Gradient of a Vector Valued function
$\def\R{{\bf R}}$It's partly an issue of naming. The gradient is most often defined for scalar fields, but the same idea exists for vector fields - it's called the Jacobian.
Taking the gradient of a vector valued function is a perfectly sensible thing to do. You just don't usually call it the gradient.
A neat way to think about the gradient is as a higher-order function (i.e. a function whose arguments or return values are functions).
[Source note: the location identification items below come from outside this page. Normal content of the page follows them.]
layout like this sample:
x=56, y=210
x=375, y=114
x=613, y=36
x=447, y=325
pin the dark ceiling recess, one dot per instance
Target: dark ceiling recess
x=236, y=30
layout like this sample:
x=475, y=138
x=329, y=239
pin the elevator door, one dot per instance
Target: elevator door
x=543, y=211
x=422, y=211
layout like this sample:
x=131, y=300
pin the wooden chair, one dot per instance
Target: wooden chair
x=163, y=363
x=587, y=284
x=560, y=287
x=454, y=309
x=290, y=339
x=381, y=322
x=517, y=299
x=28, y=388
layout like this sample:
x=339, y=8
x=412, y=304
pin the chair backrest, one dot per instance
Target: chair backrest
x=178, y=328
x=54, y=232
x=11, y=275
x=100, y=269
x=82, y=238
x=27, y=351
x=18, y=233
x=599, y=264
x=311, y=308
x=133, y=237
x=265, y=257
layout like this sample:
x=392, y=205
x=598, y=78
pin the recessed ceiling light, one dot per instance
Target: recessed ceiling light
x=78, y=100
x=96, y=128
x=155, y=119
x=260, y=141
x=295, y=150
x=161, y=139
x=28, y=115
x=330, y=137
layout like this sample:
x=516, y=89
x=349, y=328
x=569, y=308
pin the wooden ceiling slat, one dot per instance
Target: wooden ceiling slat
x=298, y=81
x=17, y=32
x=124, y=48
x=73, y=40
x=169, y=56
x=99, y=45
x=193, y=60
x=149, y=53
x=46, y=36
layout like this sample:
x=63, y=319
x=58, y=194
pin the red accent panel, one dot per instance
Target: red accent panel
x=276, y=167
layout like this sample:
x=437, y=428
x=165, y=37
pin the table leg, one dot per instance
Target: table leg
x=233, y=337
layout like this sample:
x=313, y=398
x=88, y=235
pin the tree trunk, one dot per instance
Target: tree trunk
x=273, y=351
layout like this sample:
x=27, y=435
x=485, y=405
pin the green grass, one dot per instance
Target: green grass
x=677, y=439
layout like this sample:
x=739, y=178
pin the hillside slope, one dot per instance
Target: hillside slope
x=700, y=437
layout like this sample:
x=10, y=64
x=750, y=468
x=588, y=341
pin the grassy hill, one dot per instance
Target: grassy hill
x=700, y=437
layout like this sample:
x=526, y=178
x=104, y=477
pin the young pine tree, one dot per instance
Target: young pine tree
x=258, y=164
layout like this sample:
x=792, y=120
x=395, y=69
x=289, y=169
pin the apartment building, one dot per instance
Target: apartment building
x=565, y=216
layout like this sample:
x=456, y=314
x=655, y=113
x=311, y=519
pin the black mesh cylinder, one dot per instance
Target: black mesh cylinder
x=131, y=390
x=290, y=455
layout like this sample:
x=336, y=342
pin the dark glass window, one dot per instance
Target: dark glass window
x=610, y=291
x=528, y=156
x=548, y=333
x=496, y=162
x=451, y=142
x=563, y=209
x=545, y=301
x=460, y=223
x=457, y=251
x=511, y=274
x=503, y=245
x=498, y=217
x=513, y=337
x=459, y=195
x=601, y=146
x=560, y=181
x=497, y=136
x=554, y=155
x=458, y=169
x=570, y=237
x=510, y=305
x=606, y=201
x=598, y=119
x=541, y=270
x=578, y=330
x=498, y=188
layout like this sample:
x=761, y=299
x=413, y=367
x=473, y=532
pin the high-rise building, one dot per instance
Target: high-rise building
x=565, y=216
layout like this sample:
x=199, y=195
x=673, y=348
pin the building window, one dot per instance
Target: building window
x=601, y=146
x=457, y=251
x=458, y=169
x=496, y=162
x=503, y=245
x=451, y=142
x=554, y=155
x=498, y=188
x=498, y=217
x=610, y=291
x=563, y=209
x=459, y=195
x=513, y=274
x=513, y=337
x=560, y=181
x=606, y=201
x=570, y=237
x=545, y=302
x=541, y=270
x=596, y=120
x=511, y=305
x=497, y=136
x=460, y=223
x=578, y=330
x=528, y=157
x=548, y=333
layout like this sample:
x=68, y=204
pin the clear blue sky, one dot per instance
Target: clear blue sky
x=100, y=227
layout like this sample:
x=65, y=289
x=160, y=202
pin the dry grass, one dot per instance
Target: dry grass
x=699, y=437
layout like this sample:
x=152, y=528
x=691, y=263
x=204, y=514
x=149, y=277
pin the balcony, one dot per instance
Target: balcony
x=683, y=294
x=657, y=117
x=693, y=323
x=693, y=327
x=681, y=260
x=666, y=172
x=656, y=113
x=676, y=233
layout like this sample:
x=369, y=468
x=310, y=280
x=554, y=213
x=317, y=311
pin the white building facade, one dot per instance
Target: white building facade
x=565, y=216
Specifically, the gradient operator takes a function between two vector spaces $U$ and $V$, and returns another function which, when evaluated at a point in $U$, gives a linear map between $U$ and $V$.
We can look at an example to get intuition. Consider the scalar field $f:\R^2\to\R$ given by
$$f(x,y) = x^2+y^2$$
The gradient $g=\nabla f$ is the function on $\R^2$ given by
$$g(x,y) = \left(2x, 2y\right)$$
We can interpret $(2x,2y)$ as an element of the space of linear maps from $\R^2$ to $\R$. I will denote this space $L(\R^2,\R)$.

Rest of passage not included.